Она показала на совершенно круглое отверстие, вырезанное в камне дальней стены. По моим прикидкам, длина его диаметра приближалась к тридцати метрам.

— Ну, я… очень странно, — забормотал обескураженный Эмос.

— Подойди ближе, — приказал я. — Это искусственное образование. Форма слишком правильная.

— Что, чёрт возьми, могло проделать такую дыру? — недоумевала Медея, направляя судно внутрь туннеля.

— Промышленный бур мог бы…

— Так глубоко? Настолько далеко от шахт? — Я прервал Эмоса на полуслове. — Посмотрите на это. На такой глубине могут функционировать только герметично закрытые машины, вроде нашей гондолы.

— И то с трудом, — зловещим тоном прокомментировала мои выводы Медея.

Она не сводила глаз с показателей герметичности корпуса. Янтарные руны то вспыхивали, то выключались.
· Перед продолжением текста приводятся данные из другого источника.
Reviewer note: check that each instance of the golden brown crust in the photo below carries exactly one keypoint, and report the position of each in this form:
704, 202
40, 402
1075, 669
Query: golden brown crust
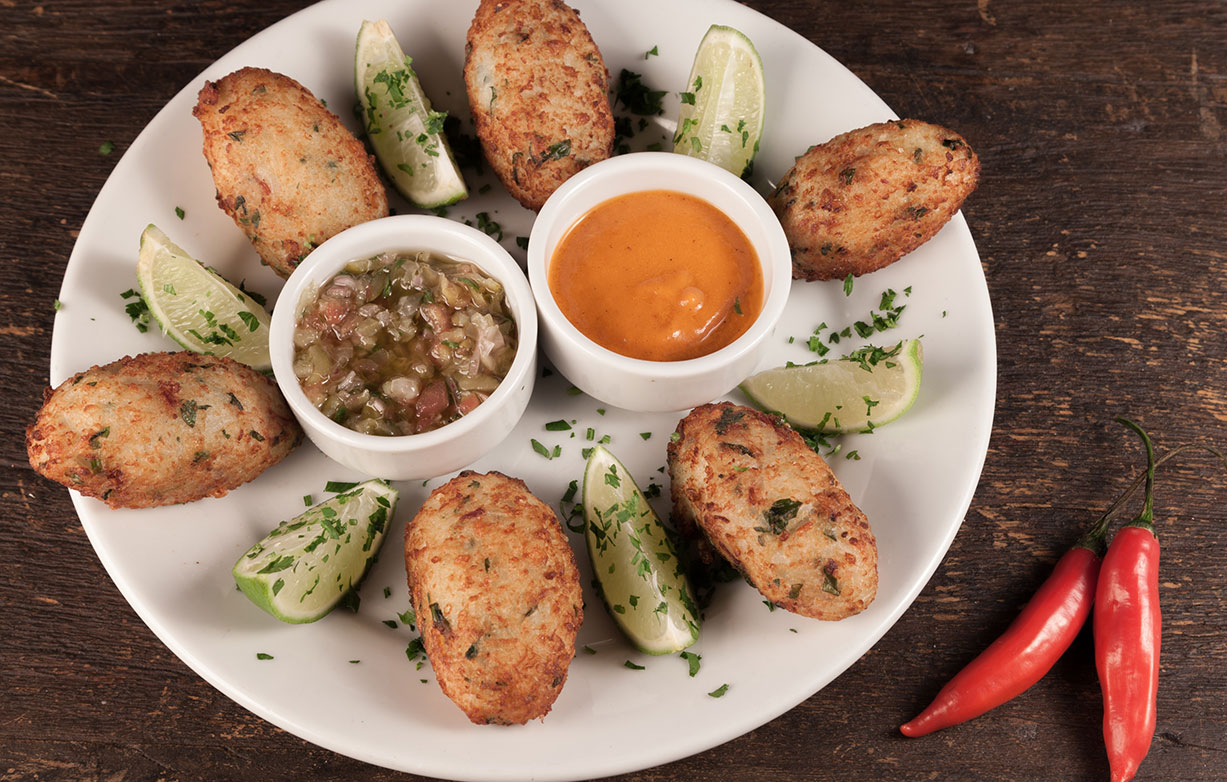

— Глубоко, — сказал я, глядя на дисплей с показаниями передних сканеров. — Уходит настолько, насколько мы можем просканировать и дальше, при этом сохраняя форму и размеры.

— Но он же прорезан в вулканической породе, сорок километров батолита! Это же цельный антрагат! — В слабом старческом голосе Эмоса зазвучали нотки смущения.

— Я улавливаю толчки, — внезапно произнесла Медея.

Иглы на вращающемся сейсмографе дёргались уже больше часа, поскольку на этой глубине подземная поверхность не была стабильной. Но сейчас они просто обезумели и метались из стороны в сторону.

— В них есть ритм, — сказал Эмос. — Это не тектонические толчки. Слишком регулярные… почти механические.

Я задумался на мгновение, прикидывая варианты.

— Отправляемся вглубь шахты, — решил я.

Медея посмотрела на меня так, словно надеялась, что ослышалась.

— Полетели.

Прорезанная в вулканической породе шахта оказалась настолько идеально круглой, что становилось страшно. Стремительно спускаясь по этой трубе, мы увидели, что внутренняя её поверхность была оплавлена и казалась покрытой каменными потёками с прорубленными в них расходящимися бороздами.

— Это сделано плазменным буром, — сказал Эмос. — И, что бы ни пробивалось здесь, его конечности оставили следы на стенах до того, как те остыли и затвердели.

Труба иногда изгибалась змеёй, но сохраняла цилиндрическую форму. Повороты были длинными и плавными. Несмотря на это, Медея всё равно осторожничала, входя в них. Сейсмограф продолжало трясти как в лихорадке.

Я извлёк галоперо и приписал одну фразу под схемой распечатки.

— Ты не мог бы преобразовать это в простой машинный код? — попросил я Эмоса.

— Кхм… — Он посмотрел на запись. — Vade elquum alatoratha semptus… У тебя хорошая память.